Mean (±s.e.m.) of leaf 6 length (A) and width (B) of individuals from two progenies at flowering (mutant n = 38, non-mutant n = 236). (C) Mean number (±s.e.m.) of lateral veins at the midpoint of leaf 10 in 7-week-old plants from three progenies (mutants n = 6, non-mutants n = 10). (D) Mean tassel branch number (±s.e.m.) of individuals from eight progenies within the A632 background. BC₃F₂ (mutant n = 17, non-mutant n = 16). BC₅F₂ (mutant n = 7, non-mutant n = 8). (E) Mean primary tassel branch length (±s.e.m.) of individuals described in (D). (F) Mean number of ear shoots (±s.e.m.) at flowering of individuals described in (D). (A) to (F) solid bars: mutant, open bars: non-mutant. n.s. = not significant (p>0.05), * p<0.05, ** p<0.001.

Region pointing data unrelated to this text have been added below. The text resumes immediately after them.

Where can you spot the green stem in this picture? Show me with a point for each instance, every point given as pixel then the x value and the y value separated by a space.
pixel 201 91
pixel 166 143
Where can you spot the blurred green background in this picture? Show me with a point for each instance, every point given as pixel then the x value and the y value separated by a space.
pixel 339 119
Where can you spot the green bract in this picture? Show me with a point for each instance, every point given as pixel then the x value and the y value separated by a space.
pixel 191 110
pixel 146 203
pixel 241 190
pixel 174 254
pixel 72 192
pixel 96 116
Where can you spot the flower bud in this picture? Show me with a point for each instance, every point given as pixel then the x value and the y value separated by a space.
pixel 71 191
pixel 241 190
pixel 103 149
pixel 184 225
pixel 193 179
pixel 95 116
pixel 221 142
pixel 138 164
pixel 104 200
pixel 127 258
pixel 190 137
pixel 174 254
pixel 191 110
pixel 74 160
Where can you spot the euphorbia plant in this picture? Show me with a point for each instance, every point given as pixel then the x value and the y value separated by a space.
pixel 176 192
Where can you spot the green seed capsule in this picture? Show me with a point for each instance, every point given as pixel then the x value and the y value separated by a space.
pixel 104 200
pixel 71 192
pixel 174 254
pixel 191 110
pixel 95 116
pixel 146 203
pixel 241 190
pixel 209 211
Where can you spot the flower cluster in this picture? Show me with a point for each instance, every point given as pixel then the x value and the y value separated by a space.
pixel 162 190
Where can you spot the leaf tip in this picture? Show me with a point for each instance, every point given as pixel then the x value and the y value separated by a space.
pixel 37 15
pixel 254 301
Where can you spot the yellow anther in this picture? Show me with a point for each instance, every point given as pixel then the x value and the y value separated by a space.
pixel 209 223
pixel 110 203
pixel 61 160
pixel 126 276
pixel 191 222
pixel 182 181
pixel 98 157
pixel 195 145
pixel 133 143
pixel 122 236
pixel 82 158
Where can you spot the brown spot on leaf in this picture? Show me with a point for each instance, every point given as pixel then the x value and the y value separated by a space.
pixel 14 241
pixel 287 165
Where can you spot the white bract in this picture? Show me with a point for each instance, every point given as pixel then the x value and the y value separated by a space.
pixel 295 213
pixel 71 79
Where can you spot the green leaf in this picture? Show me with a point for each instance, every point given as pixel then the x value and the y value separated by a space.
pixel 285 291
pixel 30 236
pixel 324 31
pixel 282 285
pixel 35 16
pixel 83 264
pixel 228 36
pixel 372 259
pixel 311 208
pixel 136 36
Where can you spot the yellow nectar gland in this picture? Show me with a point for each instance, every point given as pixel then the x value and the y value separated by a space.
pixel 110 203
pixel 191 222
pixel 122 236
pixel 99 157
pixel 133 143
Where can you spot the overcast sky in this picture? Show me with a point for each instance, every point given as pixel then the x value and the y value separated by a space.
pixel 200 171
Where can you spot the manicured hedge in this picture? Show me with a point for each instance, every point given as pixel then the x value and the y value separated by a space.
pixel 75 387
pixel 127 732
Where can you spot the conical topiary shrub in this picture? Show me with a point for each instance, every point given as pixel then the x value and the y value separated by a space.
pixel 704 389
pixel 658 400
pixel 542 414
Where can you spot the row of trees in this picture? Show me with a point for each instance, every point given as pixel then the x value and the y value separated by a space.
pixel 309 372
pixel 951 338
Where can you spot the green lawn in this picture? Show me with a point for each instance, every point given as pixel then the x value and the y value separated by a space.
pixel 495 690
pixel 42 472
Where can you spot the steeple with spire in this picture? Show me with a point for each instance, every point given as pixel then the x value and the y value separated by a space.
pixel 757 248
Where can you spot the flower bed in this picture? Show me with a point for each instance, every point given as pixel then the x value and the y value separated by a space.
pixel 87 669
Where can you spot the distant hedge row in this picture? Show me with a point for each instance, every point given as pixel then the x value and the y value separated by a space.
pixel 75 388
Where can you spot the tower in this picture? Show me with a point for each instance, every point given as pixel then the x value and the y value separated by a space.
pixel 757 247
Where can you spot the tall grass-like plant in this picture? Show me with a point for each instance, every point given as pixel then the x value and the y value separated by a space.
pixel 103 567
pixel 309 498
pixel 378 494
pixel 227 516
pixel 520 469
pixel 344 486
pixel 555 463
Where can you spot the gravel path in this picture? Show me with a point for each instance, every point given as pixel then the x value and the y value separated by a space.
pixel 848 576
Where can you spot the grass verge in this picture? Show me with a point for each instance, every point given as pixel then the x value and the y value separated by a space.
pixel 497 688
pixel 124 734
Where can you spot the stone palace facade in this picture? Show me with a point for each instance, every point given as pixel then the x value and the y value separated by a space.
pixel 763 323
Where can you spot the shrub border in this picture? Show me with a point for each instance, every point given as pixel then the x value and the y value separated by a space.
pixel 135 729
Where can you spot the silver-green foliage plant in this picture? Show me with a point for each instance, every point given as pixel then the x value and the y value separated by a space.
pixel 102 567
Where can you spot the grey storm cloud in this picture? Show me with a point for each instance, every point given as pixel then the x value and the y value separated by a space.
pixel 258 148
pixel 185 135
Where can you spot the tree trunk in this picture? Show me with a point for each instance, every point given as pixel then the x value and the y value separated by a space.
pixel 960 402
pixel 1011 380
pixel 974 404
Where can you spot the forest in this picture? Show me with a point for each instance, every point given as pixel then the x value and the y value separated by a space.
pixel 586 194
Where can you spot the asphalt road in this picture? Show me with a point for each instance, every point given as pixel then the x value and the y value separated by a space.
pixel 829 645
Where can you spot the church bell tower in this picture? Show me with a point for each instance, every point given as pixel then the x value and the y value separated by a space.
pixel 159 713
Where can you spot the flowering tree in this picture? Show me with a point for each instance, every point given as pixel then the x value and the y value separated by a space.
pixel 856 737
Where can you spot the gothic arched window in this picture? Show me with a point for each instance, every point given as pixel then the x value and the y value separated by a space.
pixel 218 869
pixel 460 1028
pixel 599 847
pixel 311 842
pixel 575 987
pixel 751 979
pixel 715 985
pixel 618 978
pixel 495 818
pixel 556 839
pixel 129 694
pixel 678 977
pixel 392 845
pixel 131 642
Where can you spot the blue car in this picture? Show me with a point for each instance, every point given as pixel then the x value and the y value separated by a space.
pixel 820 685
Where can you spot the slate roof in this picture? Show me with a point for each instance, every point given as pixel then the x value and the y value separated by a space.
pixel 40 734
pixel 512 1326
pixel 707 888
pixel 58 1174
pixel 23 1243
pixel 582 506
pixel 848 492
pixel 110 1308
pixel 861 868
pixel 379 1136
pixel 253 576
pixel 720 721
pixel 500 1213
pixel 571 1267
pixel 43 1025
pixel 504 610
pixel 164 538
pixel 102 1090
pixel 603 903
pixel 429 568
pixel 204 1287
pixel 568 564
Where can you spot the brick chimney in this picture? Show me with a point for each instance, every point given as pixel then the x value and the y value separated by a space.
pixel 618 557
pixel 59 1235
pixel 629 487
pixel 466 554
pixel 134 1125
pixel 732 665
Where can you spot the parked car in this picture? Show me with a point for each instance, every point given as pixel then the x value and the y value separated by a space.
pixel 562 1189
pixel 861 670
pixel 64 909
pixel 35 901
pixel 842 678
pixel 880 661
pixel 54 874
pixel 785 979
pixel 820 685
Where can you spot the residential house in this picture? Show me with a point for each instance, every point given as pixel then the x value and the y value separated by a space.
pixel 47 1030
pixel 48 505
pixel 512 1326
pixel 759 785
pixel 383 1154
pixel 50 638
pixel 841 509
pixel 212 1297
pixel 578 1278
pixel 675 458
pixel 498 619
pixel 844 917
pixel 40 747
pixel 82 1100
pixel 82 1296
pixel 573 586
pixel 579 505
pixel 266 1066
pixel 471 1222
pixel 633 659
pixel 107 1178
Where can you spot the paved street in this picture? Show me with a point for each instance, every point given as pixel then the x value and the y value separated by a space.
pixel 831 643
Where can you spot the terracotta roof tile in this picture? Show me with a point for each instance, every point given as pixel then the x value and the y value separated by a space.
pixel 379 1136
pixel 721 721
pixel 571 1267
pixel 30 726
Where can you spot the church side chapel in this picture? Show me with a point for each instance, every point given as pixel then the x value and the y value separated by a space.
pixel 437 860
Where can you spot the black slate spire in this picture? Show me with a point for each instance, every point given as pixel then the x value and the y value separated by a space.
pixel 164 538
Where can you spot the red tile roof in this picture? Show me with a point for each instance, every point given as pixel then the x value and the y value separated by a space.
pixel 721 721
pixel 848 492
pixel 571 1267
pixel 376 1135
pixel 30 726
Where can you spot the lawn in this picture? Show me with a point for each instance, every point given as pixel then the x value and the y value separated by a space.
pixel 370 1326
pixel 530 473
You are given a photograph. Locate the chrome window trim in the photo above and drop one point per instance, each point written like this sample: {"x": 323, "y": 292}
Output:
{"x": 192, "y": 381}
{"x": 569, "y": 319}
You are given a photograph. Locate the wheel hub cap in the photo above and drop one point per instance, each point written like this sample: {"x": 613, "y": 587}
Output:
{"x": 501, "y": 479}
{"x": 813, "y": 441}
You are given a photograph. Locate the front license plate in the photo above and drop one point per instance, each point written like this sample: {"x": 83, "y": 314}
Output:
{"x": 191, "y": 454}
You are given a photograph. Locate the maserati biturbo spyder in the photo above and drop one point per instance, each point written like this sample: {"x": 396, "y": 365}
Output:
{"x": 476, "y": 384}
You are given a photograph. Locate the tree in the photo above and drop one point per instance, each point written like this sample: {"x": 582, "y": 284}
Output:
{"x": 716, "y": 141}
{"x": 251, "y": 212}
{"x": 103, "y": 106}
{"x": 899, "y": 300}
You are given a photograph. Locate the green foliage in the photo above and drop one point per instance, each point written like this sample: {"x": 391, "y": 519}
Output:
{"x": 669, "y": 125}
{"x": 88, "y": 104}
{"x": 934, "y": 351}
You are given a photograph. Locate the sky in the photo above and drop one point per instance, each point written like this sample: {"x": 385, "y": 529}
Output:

Fig 5. sRNA profiles in rmr12-4 mutants.

Size class distributions for all genome-mapped 18-30nt reads in Rmr12 / Rmr12 and rmr12-3 / rmr12-3 eight-day post imbibition seedlings (A) and normalized to 22nt RNA levels (B). Distribution of uniquely-mapping 18-30nt reads (C) and normalized to 22nt RNA levels (D).

Fig 6. Relative pl1 mRNA levels in rmr12 mutants.

Mean fold pl1 mRNA expression (2^-ΔΔCt) (±s.e.m) by qRT-PCR normalized to gapdh levels in biological triplicate non-mutant and rmr12-3 / rmr12-3 eight-day post imbibition seedlings. * p<0.05.

Fig 7. rmr12 mutant B1-I phenotypes.

rmr12-4 mutants displaying B-I (A) and B´ (B) states.